Il giovane fantasma volò fuori dalla finestra e aggirò Castel Maendellyn senza perdere un minuto di tempo, superando rapidamente torri e torrette nella direzione presa originariamente. I magnifici giardini si estendevano a perdita d’occhio sotto di lui. Magnifici, e ben protetti: in ognuno non meno di tre barriere baluginavano davanti a lui, ma per El non costituivano un ostacolo.
I giardini terminarono finalmente in un grande muro coperto da un fitto groviglio di alberi. Dietro di esso una strada e una schiera di case, i cui giardini rigogliosi davano su un’altra via. Sul suo lato opposto ecco le mura dei giardini reali.
I guardiani fantasma sarebbero forse stati in grado di vederlo, ma El doveva a tutti i costi raggiungere il palazzo, perciò proseguì, cautamente, per paura che gli incantesimi difensivi della Grande Casa di Cormanthor potessero essere più potenti di quelli incontrati fino ad allora.

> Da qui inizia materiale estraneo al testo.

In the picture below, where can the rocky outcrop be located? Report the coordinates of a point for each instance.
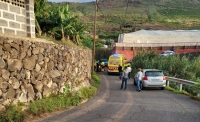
(32, 69)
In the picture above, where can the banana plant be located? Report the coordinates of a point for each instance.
(41, 8)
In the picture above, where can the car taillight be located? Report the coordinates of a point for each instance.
(145, 78)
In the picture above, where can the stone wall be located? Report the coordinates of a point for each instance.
(33, 68)
(17, 17)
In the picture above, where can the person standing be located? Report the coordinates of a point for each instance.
(139, 79)
(129, 70)
(120, 71)
(124, 78)
(97, 66)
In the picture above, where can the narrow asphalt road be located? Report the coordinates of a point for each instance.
(114, 105)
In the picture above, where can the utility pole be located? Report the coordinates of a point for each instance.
(94, 38)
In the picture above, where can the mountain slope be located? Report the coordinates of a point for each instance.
(117, 16)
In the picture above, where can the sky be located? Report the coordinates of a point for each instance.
(81, 1)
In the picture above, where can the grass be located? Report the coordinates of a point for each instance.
(15, 113)
(182, 92)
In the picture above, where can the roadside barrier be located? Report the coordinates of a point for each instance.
(187, 85)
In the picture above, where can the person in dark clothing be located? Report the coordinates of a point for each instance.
(97, 66)
(120, 71)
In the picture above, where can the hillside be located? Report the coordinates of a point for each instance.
(117, 16)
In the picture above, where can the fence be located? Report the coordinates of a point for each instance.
(190, 86)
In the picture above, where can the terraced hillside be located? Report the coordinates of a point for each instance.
(116, 16)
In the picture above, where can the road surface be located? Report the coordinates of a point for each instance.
(112, 104)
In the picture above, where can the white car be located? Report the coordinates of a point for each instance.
(152, 78)
(167, 53)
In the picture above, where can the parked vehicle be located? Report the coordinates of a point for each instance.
(152, 78)
(114, 61)
(105, 62)
(167, 53)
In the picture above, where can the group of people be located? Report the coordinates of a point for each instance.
(124, 75)
(100, 66)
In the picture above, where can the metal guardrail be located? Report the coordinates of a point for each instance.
(157, 44)
(182, 82)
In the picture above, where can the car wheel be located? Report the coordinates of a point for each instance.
(162, 88)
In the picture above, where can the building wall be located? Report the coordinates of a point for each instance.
(131, 52)
(32, 69)
(17, 18)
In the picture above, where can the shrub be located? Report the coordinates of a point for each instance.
(12, 113)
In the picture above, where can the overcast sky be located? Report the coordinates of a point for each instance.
(81, 1)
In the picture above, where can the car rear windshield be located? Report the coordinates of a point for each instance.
(153, 73)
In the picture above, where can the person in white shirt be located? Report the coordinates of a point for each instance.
(139, 79)
(124, 78)
(129, 70)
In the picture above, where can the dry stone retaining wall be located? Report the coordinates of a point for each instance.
(30, 70)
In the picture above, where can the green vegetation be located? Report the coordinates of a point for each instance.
(173, 66)
(14, 113)
(74, 22)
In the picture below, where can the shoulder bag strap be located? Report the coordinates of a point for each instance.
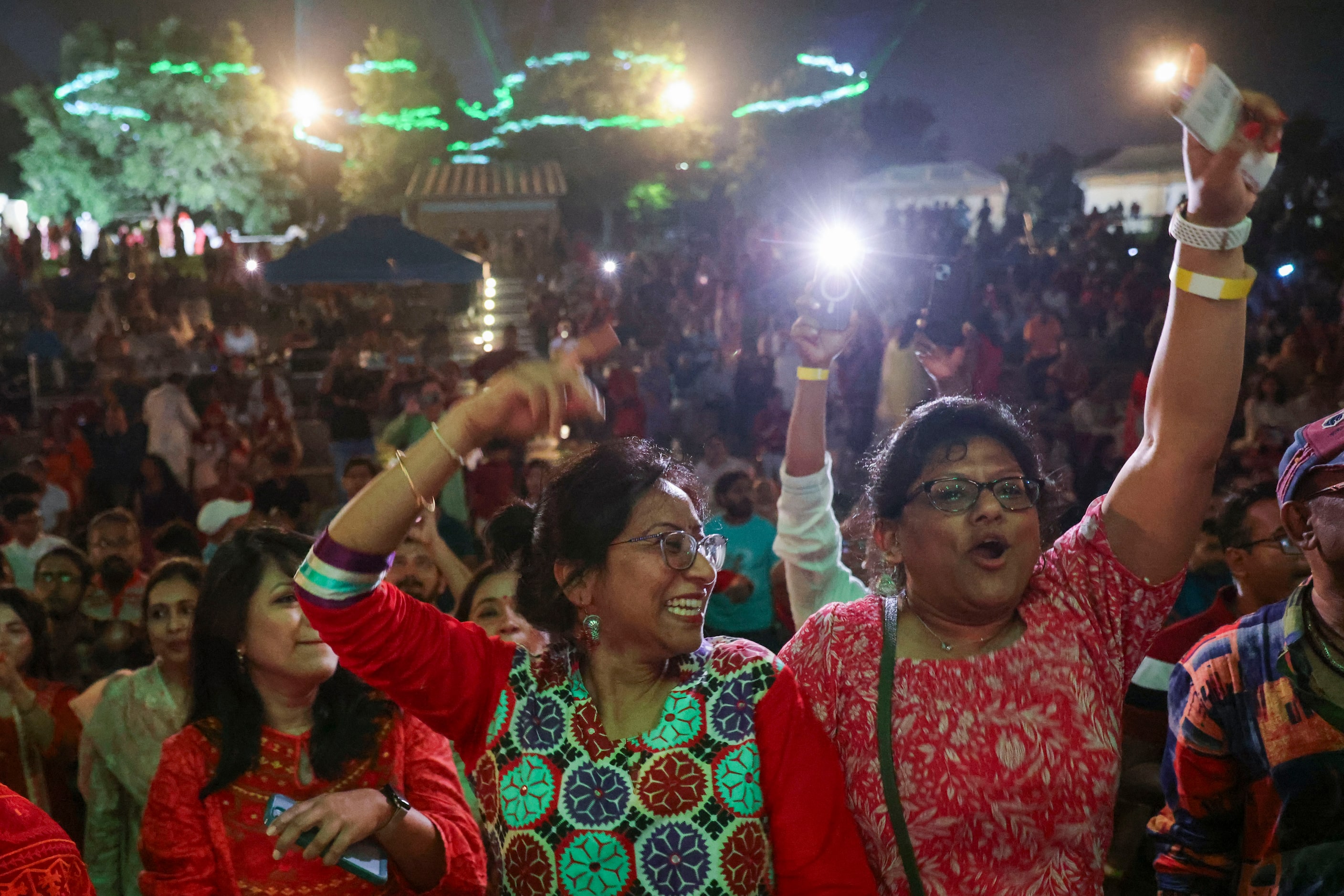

Forse lo erano, ma El passò ugualmente inosservato, senza nemmeno svegliare i guardiani spettrali. Il principe scivolò nel palazzo da una finestra superiore, e percorse su e giù le sue stanze, sentendosi stranamente a disagio. Il luogo era splendido, ma il piano superiore era quasi deserto, eccezion fatta per alcuni servi che si muovevano con passo felpato e spolveravano distrattamente con l’aiuto di piccoli incantesimi.
Del Coronal nessuna traccia, ma in una piccola torre isolata, sul lato nord del castello, El trovò una riunione stranamente simile a quella a cui aveva appena assistito da Maendellyn: sei nobili signori, a lui sconosciuti, seduti attorno a un tavolo levigato, e un settimo elfo dalla faccia grave: il Supremo Mago di Corte Earynspieir.
Lord Earynspieir era in piedi e misurava la stanza a grandi passi. El entrò nella torre e prese posto intorno al tavolo, naturalmente inosservato.
«Sappiamo che qualcuno in questo momento sta tramando complotti», esclamò un elfo anziano e piuttosto paffuto all’estremità del tavolo. «Ogni raduno, sia esso una festa o una riunione formale, d’ora in poi deve esser considerato come una potenziale occasione di battaglia».
«Più che altro come una potenziale sede di un’imboscata», commentò un altro.
Il Supremo Mago di Corte si voltò. «Lord Droth», esclamò con un cenno di capo all’elfo grassoccio, «e Lord Bowharp, state certi che ne abbiamo preso atto e stiamo prendendo provvedimenti. Ci rendiamo conto che non possiamo nascondere il Coronal dietro guardie armate fino ai denti».